Posts Tagged ‘Julius II’

Queer Eye for the Strait Cathedral

Posted in General, On This Day on October 31st, 2014 by Eugene Finerman – Be the first to comment

October 31, 1517:   Professor Luther Defaces a Church Door

With all his Teutonic subtlety, Professor Martin Luther hammered on the doors of Wittenburg Cathedral his challenge to the Church.  His “95 Theses” was a list of questions on the issue of Indulgences.  The list could be summarized:   Is the Pope a complete moron or just a shameless thief? For some reason, the Church declined the debate.

Why was the Church selling Indulgences? It wanted the money, of course. You can’t have a Renaissance on a medieval budget. Michelangelo was not cheap, and Raphael could charge even more because he was likable. The Church was undergoing a major redecorating binge….

And now from the video archives: here is “This Old Basilica”:old st teeters finished c

Julius II: I think that this 1200 year-old church needs some work. I am asking the best artists of the Renaissance for their advice.

Leonardo: It is a camp pastiche. A little Byzantine here, a dab Gothic there, a soupcon Romanesque and mustn’t ignore the retro classic.

Bramante: It is also collapsing.

Julius: All right. Let’s build a new one.

Michelangelo: If you want any sculpting done, fine. Otherwise, I might beat you to death.

Julius: That is a fine way to talk to the Vicar of Christ, especially when I am dying of syphilis.

Leonardo: I think that the new cathedral should fly–a transfiguration motif. I will need at least six years to come up with the right shade for the blueprints.

Julius: Leonardo, the word genius doesn’t do you justice. I believe that the Greek words schizo and phrenia might be apt.

And now that we have torn down the old basilica, I have a little surprise: we can’t afford to build a new one! Maybe you should elect some rich idiot to succeed me….

Cardinal Giovanni de Medici: Hi, I was strolling by, trying to pick up altar boys, when I noticed a job posting for Pope. Let’s see the requirements: Catholics preferred and must be willing to bribe the College of Cardinals. I think that can be arranged. So now I am—

Pope Leo X: Bramante, love your plans. I still am not sure how we can afford it.

Bramante: You’re a de Medici. God borrows money from you.

Leo: Buying a Papal election is more expensive than you’d think. I guess that I could raise money by selling indulgences. No problem there. And I suppose that I could be polite to those pyromaniac lunatics in Spain–just in case they conquer any fabulously rich civilizations in the New World. On second thought, couldn’t you guys work in wood and wallpaper?

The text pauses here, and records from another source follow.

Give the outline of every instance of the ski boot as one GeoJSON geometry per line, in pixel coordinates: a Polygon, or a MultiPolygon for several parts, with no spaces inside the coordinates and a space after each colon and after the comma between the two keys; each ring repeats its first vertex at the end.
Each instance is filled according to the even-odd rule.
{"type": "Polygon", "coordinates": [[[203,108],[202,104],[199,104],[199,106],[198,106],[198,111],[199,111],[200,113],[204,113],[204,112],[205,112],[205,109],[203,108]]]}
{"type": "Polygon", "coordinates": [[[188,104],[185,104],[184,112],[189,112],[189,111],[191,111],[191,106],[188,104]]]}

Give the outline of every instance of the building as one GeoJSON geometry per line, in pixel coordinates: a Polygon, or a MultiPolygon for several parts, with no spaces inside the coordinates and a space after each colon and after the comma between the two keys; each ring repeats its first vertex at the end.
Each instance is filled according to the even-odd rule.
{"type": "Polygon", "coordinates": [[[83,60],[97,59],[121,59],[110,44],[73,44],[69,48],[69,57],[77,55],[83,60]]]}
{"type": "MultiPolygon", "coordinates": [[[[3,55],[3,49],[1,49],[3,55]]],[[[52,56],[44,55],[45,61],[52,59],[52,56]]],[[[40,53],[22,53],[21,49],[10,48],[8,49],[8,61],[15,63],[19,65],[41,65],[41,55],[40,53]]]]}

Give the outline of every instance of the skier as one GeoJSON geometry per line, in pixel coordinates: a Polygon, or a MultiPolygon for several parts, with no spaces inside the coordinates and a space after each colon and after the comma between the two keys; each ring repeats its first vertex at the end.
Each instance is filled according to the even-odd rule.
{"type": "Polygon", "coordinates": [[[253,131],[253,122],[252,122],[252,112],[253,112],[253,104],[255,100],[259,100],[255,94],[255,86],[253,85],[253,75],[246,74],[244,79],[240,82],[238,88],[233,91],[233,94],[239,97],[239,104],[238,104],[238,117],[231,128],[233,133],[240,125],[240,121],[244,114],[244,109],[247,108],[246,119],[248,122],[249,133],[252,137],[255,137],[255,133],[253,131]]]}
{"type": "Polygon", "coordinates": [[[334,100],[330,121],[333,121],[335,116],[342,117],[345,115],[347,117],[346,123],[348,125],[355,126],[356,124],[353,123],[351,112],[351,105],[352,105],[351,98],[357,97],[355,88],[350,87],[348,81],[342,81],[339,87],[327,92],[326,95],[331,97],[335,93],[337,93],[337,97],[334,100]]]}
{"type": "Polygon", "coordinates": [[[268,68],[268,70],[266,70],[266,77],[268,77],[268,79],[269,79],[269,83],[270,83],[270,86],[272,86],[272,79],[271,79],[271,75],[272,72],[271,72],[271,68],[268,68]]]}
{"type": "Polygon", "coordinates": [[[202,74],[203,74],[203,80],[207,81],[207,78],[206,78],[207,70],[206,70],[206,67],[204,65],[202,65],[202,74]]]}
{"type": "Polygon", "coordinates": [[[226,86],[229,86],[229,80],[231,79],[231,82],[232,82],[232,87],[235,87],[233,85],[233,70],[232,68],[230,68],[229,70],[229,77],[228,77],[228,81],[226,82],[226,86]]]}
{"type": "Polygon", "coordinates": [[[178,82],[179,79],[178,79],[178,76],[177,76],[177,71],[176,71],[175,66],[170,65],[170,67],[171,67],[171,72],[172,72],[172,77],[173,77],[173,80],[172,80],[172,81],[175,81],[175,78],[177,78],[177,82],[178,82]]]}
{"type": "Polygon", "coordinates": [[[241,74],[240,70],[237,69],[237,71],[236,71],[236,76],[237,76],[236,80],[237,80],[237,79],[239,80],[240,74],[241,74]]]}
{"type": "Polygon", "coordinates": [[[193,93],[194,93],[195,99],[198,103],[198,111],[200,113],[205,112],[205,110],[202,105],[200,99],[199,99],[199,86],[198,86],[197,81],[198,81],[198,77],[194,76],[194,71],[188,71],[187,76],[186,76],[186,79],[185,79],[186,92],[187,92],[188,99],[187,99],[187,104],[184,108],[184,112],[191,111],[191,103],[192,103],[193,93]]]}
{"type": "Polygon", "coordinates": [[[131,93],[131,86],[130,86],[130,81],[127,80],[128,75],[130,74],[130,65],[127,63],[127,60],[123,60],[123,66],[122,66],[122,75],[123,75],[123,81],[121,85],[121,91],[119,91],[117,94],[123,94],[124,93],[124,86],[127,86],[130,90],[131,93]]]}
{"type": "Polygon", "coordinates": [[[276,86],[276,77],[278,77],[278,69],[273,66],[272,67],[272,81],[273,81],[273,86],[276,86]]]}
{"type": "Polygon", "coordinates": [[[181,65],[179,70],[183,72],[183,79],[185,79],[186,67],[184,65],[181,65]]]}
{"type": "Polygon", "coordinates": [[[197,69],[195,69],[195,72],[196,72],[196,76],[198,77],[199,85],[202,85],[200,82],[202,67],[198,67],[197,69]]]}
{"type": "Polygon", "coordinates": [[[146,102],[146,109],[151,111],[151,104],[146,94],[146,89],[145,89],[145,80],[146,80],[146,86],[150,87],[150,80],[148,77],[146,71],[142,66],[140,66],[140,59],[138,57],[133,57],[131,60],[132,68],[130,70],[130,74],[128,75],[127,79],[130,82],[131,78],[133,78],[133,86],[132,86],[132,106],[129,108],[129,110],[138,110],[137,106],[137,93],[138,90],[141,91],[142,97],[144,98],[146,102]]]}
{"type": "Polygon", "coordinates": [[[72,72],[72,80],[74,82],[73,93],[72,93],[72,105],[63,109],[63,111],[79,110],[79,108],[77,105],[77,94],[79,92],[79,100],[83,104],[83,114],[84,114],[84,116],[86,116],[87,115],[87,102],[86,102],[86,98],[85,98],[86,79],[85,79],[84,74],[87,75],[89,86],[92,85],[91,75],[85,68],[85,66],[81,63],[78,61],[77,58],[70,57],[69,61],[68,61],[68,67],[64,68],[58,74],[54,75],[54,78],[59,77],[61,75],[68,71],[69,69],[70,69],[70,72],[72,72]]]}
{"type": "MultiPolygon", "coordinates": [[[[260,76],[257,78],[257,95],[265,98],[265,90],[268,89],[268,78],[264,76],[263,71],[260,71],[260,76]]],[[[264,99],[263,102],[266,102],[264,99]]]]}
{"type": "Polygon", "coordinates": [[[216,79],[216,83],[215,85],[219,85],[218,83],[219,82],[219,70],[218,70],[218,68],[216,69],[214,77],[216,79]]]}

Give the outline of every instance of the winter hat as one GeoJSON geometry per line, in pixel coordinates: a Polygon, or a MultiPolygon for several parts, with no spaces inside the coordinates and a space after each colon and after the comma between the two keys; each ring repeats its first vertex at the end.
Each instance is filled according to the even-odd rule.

Who Is Your Ally This Week?

Posted in General on December 10th, 2009 by Eugene Finerman – Be the first to comment

December 10, 1508:  Everyone Hates Venice

If Pope Alexander VI had a dispute with the Doge of Venice, it is likely that the Venetian leader would have suddenly succumbed to an inexplicable case of  food poisoning.  Pope Julius II was not quite so subtle; he did have a dispute with the Doge, so he plunged Europe into war.  His Holiness organized an alliance, known as the League of Cambrai, on this day in 1508. France, Spain, the Holy Roman Empire and the Papal States were arrayed against the Venetian Republic. Venice discovered the disadvantage of being small and rich. Of course, all those riches did allow the Republic to field armies of mercenaries; so at least Venice was not completely defenseless. Nonetheless, the coalition was overwhelming–and Venice was losing ground–especially to France.

Now, the French wanted to keep all that they had won. They were not good at sharing, and considering that they were guests in Italy, the Pope was especially offended. So Julius decided in 1510 to switch sides and ally the Papal States with Venice. It took Spain and the Holy Roman Empire about a year to figure out which side that they were on, but they eventually joined the war against France. Of course, England never had any doubts–it was just Anti-French and young Henry VIII wanted to play soldier. So if England was on one side, then Scotland had to be on the other.

The Italian alliances, however, lacked that kind of clarity. More of a soldier than a theologian, Pope Julius was able to maintain the Anti-French alliance despite the conflicting interests of the theoretical allies. (The Hapsburgs proved just as bad guests as the French). Unfortunately, in 1513 Julius was 69–and he acted his age. His successor Leo X was no soldier or diplomat (but he would have made a good host for an art series on PBS); he did not like the Hapsburgs but was too lethargic and maladroit to curb their expansion. A frustrated and endangered Venice had no alternative but irony; in 1513 it switched sides and allied with France.

(So, here is a summary of the alliances: first, everyone against Venice; then, everyone against France; finally, France and Venice against everyone else.)

Surprisingly, that last combination actually worked. The Hapsburgs were driven back–at least for a few years–and Northern Italy was left in the hands of the French and the Venetians. Pope Leo did not care; as it turned out, he was Pro-French, too. Besides, his Holiness apparently was preoccupied in organizing an alliance of Northern Europe against the Church; if so, that worked too.